She started to go past him, her grip in her hand. He put a hand on her shoulder. “Vera, you--”
Something flashed toward his face. It was her slim, white hand, but it didn’t feel slim and white. She said, “I can see now why you weren’t made Senior Assistant to the Adjutant Science Director. You’re a stupid, emotionless mechanic. A machine.”
He was still staring after her when the door slammed. He thought of the huge Domestic Center with its classes in Allure, Boudoir Manners, Diet, Poise, Budgeting. That vast, efficient, beautifully decorated Center which was the brain child of Sam Tullgren, but which still had to deal with imperfect humans.
People, people, people ... and particularly women. He rose, after a while, and went into the dinette. He sat down and stared moodily at his food.
Little boys are made of something and snails and puppydogs’ tails.

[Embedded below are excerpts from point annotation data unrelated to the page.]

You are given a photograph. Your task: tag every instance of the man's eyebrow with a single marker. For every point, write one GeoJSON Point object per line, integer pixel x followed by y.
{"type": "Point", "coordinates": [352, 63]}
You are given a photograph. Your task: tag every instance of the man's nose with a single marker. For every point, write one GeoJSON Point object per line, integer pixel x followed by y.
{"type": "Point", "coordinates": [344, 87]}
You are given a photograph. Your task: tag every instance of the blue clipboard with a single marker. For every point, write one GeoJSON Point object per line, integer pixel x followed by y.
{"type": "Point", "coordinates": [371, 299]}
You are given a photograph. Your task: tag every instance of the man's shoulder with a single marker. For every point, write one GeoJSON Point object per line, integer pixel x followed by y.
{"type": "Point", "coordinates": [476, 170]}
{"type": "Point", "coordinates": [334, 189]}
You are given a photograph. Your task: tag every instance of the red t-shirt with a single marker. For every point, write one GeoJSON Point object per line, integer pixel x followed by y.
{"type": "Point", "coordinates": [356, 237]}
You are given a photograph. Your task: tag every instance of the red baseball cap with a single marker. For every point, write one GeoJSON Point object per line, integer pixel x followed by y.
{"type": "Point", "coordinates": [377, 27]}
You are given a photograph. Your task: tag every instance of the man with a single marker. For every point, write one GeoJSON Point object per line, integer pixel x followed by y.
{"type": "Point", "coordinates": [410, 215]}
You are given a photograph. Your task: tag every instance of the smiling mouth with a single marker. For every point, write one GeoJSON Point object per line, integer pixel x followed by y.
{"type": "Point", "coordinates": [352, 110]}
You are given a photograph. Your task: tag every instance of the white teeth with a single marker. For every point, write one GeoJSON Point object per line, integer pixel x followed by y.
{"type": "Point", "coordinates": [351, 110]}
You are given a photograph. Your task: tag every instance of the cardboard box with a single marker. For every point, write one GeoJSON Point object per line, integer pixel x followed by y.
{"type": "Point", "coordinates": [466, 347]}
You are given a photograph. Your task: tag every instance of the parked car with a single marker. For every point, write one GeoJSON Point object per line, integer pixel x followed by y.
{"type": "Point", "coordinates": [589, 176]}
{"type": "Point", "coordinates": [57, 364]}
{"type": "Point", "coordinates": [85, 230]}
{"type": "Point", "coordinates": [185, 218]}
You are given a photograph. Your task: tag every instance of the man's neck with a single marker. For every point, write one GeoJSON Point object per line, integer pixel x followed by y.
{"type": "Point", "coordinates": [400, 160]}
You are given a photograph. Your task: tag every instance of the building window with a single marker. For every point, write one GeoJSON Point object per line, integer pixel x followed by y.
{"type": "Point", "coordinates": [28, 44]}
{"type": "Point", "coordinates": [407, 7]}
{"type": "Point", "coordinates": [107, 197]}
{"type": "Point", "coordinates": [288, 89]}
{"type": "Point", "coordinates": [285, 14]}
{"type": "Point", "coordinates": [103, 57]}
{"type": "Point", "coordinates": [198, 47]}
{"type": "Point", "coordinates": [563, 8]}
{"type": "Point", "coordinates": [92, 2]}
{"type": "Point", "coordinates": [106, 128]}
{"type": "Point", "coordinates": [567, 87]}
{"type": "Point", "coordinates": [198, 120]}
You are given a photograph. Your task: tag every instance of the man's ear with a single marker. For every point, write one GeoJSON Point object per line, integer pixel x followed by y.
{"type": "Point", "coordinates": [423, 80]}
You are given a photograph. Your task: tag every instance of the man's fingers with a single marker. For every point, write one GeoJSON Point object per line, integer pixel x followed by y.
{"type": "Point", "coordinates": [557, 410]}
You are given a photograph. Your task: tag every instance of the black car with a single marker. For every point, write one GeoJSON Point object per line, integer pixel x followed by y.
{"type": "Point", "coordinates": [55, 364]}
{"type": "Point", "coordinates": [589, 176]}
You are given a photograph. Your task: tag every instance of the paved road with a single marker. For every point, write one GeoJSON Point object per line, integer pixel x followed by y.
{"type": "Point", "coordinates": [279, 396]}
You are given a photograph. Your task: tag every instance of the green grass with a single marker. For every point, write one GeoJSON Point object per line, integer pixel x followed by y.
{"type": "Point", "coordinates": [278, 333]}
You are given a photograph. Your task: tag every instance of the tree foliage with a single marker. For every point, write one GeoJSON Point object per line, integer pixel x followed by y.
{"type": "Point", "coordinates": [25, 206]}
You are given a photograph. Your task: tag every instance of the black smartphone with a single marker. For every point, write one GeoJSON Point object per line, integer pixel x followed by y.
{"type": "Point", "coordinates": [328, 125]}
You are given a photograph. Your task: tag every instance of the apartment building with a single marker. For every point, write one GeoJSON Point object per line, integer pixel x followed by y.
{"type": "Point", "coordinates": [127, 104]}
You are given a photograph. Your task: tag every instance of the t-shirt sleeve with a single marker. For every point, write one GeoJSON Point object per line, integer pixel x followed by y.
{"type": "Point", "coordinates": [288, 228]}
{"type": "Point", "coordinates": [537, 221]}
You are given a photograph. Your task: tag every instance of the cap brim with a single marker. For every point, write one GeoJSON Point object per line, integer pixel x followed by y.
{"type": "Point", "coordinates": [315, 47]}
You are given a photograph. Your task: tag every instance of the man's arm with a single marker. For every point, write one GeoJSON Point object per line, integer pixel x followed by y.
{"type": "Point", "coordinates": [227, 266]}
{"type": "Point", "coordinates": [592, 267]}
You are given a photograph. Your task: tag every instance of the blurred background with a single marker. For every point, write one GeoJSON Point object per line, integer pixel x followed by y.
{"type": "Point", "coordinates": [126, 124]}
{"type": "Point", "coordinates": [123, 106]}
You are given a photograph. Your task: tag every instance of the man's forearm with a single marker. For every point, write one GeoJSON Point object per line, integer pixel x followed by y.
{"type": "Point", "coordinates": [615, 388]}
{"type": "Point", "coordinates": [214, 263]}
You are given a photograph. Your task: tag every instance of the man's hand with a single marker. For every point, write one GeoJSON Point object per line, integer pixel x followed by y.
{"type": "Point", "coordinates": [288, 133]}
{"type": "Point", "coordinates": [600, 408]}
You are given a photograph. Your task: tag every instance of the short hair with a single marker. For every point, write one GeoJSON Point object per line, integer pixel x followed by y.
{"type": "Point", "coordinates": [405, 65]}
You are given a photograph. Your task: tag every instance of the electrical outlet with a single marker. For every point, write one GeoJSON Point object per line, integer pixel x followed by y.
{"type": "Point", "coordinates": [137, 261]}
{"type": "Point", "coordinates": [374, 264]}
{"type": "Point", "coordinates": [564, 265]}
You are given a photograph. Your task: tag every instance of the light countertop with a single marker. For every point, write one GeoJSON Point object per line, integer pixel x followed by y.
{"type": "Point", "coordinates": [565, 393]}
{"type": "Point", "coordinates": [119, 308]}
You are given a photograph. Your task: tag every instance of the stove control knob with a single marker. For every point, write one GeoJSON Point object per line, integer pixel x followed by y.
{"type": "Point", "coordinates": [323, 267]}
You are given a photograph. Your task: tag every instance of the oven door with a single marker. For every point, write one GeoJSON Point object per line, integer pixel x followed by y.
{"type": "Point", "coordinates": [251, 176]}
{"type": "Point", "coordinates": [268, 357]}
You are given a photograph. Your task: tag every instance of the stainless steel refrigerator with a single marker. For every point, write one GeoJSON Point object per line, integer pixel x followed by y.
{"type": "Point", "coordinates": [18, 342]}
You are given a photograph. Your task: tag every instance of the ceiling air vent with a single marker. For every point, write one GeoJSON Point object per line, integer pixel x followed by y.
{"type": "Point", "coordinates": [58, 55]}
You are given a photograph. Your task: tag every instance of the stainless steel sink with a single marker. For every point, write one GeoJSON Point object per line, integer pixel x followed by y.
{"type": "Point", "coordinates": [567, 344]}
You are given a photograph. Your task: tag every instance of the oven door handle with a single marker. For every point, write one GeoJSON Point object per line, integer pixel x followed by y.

What are little girls made of? Joe didn’t want a little girl; he wanted one about a hundred and twenty-two pounds and five feet, four inches high. He wanted her to be flat where she should be and curved where she should be, with blonde hair and gray-green eyes and an exciting smile.
He had a medical degree, among his others. The nerves, muscles, flesh, circulatory system could be made--and better than they were ever made naturally. The brain would be cybernetic and fashioned after his own, with his own mental background stored in the memory circuits.
So far, of course, he had described nothing more than a robot of flesh and blood. The spark, now--what distinguished the better-grade robots from people? Prenatal heat, that was it. Incubation. A mold, a heated mold. Warmth, the spark, the sun, life.
For the skin, he went to Pete Celano, the top syntho-dermatologist in the Department.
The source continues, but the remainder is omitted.